Cal Dive International, Inc. 400 N. Sam Houston Parkway E., Suite 400 Houston, TX 77060-3500 281-618-0400 fax: 281-618-0505
 
       
For Immediate Release
      05-033
 
  Contact: Wade Pursell    
Date: November 21, 2005
  Title: Chief Financial Officer    
 
       
 
Cal Dive Announces Stock Split
HOUSTON, TX — On November 21, 2005, The Board of Directors of Cal Dive International, Inc. (Nasdaq: CDIS) declared a two-for-one split of the Company’s common stock. Holders of record as of the close of business on December 1, 2005 will be entitled to one additional common share for each common share held on that date. The Company’s transfer agent, Wells Fargo Shareowner Services, will distribute the shares on or about December 8, 2005.
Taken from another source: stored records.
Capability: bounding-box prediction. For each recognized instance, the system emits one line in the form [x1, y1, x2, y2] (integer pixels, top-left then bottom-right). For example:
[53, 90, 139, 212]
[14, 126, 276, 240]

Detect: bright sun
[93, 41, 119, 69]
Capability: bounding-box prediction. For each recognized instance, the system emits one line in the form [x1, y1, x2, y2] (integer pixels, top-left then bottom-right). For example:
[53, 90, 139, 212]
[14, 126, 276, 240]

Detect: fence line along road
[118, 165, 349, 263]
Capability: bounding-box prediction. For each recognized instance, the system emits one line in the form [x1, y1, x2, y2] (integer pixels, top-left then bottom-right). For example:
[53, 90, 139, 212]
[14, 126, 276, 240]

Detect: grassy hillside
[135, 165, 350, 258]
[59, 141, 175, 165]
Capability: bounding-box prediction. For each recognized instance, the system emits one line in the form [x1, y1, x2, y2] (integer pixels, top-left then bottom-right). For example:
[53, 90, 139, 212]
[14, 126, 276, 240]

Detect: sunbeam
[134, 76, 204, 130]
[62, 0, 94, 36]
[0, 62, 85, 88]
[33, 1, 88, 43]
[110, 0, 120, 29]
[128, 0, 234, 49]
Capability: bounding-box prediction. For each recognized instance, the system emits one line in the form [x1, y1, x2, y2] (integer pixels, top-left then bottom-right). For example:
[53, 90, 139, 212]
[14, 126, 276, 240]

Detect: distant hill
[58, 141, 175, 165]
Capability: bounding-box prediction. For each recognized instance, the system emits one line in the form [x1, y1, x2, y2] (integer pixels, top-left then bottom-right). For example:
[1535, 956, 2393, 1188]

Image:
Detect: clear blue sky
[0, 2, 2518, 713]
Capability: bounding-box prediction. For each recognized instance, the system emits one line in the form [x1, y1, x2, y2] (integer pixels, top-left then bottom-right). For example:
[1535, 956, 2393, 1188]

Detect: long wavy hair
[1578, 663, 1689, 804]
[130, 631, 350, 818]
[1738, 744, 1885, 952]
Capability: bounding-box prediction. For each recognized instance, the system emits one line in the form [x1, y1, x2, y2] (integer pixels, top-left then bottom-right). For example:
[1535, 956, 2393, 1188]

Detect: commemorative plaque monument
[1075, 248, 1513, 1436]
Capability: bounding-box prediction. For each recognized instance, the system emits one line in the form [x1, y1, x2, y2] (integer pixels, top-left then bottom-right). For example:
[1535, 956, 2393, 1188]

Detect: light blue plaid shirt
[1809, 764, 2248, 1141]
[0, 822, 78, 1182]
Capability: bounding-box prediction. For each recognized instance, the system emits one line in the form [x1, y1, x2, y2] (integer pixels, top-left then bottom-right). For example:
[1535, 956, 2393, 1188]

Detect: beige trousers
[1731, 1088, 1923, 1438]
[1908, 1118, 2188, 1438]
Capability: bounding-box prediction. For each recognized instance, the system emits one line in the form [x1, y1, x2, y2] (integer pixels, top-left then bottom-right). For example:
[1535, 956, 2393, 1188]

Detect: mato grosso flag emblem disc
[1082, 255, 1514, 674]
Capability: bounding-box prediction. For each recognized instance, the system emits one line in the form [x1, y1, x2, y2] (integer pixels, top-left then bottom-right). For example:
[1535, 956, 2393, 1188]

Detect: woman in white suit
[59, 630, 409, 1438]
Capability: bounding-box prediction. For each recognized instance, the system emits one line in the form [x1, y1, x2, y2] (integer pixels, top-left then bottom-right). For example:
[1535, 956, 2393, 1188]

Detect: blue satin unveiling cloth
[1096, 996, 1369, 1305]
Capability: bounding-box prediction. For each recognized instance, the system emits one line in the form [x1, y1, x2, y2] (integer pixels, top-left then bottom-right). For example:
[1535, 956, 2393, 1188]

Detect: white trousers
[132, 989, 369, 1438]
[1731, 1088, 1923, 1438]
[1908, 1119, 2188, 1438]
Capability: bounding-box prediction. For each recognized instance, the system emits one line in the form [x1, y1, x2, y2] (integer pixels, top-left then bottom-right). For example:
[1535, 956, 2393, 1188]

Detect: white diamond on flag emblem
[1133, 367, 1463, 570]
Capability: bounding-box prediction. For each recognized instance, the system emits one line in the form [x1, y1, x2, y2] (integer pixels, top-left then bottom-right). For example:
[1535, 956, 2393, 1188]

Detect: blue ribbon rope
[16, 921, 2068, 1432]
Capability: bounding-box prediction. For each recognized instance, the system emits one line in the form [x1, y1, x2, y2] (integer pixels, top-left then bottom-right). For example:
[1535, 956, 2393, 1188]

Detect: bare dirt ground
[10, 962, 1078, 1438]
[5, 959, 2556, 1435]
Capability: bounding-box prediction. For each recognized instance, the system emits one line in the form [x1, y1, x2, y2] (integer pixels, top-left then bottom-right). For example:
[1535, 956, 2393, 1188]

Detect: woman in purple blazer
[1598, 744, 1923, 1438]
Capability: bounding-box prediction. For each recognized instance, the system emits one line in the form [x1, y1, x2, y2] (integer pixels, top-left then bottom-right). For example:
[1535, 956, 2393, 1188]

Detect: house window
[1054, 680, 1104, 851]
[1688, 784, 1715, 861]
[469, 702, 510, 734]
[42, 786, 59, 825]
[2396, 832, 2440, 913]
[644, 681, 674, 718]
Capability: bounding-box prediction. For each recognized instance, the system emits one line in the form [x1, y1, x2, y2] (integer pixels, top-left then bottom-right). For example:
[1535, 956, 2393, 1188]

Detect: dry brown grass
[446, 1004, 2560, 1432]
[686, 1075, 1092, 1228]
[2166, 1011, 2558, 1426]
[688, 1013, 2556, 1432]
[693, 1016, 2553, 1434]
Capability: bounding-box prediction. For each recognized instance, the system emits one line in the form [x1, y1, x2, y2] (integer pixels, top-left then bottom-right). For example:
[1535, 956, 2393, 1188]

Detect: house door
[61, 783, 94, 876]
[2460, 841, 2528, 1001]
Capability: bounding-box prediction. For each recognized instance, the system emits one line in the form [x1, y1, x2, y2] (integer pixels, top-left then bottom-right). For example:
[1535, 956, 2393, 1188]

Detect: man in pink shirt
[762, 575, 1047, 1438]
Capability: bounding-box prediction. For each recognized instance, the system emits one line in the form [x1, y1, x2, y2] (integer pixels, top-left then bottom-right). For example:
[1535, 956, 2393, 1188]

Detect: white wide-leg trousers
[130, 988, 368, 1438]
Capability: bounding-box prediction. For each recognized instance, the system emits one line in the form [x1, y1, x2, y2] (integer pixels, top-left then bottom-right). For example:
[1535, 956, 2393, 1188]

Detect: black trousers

Owen Kratz, Cal Dive’s Chairman and Chief Executive Officer, stated, “This stock split, our second in the last five years, should further improve the liquidity of our stock and make our shares available to a larger and more varied group of investors. Our Board of Directors’ decision to split the stock is a strong indication of the confidence we have in the growth opportunities for our business.”
Cal Dive International, Inc., headquartered in Houston, Texas, is an energy service company which provides alternate solutions to the oil and gas industry worldwide for marginal field development, alternative development plans, field life extension and abandonment, with service lines including marine diving services, robotics, well operations, facilities ownership and oil and gas production.
This press release contains forward-looking statements that involve risks, uncertainties and assumptions that could cause our results to differ materially from those expressed or implied by such forward-looking statements. All statements, other than statements of historical fact, are statements that could be deemed “forward-looking statements” within the meaning of the Private Securities Litigation Reform Act of 1995, including, without limitation, any projections of revenue, gross margin, expenses, earnings or losses from operations, or other financial items; any statements of the plans, strategies and objectives of management for future operations; any statement concerning developments, performance or industry rankings relating to services; any statements regarding future economic conditions or performance; any statements of expectation or belief; and any statements of assumptions underlying any of the foregoing. The risks, uncertainties and assumptions referred to above include the performance of contracts by suppliers, customers and partners; employee management issues; complexities of global political and economic developments, and other risks described from time to time in our reports filed with the Securities and Exchange Commission, including the Company’s Annual Report on Form 10-K for the year ending December 31, 2004. We assume no obligation and do not intend to update these forward-looking statements.